The scientists developed nucleic acids that encode novel chimeric antigen receptor (CAR) proteins that can be used to specifically kill HIV-infected cells within HIV-infected individuals.

When the CARs are expressed on host T cells (CAR T cells), they can be used to specifically kill HIV-infected cells within HIV-infected individuals. This technology can also be used to protect uninfected cells within HIV-infected individuals by rendering them resistant to infection by HIV.

There is a growing body of in vitro and in vivo data that provides support for the continued development of NIAID’s CAR T-cells as a treatment, and potential cure, for HIV infection

According to the World Health Organization (WHO), more than 70 million have been infected with the HIV virus and about 35 million people have died of HIV.

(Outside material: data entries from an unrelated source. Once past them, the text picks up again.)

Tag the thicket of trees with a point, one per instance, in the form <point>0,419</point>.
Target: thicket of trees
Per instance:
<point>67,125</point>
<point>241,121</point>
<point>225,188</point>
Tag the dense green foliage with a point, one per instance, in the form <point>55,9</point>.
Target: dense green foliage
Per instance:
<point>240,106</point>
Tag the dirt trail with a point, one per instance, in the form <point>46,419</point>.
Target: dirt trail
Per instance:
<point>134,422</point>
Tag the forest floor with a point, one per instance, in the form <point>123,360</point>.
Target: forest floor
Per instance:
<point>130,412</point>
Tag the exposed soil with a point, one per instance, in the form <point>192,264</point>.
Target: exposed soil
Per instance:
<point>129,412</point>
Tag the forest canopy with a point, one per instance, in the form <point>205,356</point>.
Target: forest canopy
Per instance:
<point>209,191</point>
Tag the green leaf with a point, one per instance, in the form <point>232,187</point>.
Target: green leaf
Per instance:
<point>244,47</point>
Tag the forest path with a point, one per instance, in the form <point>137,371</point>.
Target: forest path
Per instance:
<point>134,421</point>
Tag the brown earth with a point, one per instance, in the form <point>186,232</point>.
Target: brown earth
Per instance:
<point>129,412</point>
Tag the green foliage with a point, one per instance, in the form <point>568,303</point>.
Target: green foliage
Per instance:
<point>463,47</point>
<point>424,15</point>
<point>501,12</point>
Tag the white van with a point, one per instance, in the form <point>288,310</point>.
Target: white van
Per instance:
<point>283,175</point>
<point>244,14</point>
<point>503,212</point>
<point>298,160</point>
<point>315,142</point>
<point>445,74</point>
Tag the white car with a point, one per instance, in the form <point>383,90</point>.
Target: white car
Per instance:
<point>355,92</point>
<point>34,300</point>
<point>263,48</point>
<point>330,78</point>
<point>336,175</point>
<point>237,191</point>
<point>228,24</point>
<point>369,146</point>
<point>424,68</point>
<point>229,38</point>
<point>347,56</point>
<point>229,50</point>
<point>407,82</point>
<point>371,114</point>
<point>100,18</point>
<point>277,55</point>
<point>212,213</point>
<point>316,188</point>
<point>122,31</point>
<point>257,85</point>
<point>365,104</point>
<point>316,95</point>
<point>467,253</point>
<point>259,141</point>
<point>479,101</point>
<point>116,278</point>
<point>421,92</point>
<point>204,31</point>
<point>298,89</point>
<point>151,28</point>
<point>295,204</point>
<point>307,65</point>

Since the beginning of the epidemic, more than 70 million people have been infected with the HIV virus and about 35 million people have died of HIV. Globally, 36.7 million [30.8–42.9 million] people were living with HIV at the end of 2016. An estimated 0.8% [0.7-0.9%] of adults aged 15–49 years worldwide are living with HIV, although the burden of the epidemic continues to vary considerably between countries and regions. Sub-Saharan Africa remains most severely affected, with nearly 1 in every 25 adults (4.2%) living with HIV and accounting for nearly two-thirds of the people living with HIV worldwide. – WHO

NIAID scientists say the potential commercial applications include therapy for HIV infection and research on antiretroviral infection while it will also enhance potency for HIV inhibition and does not render transduced CD8T cells susceptible to HIV infection.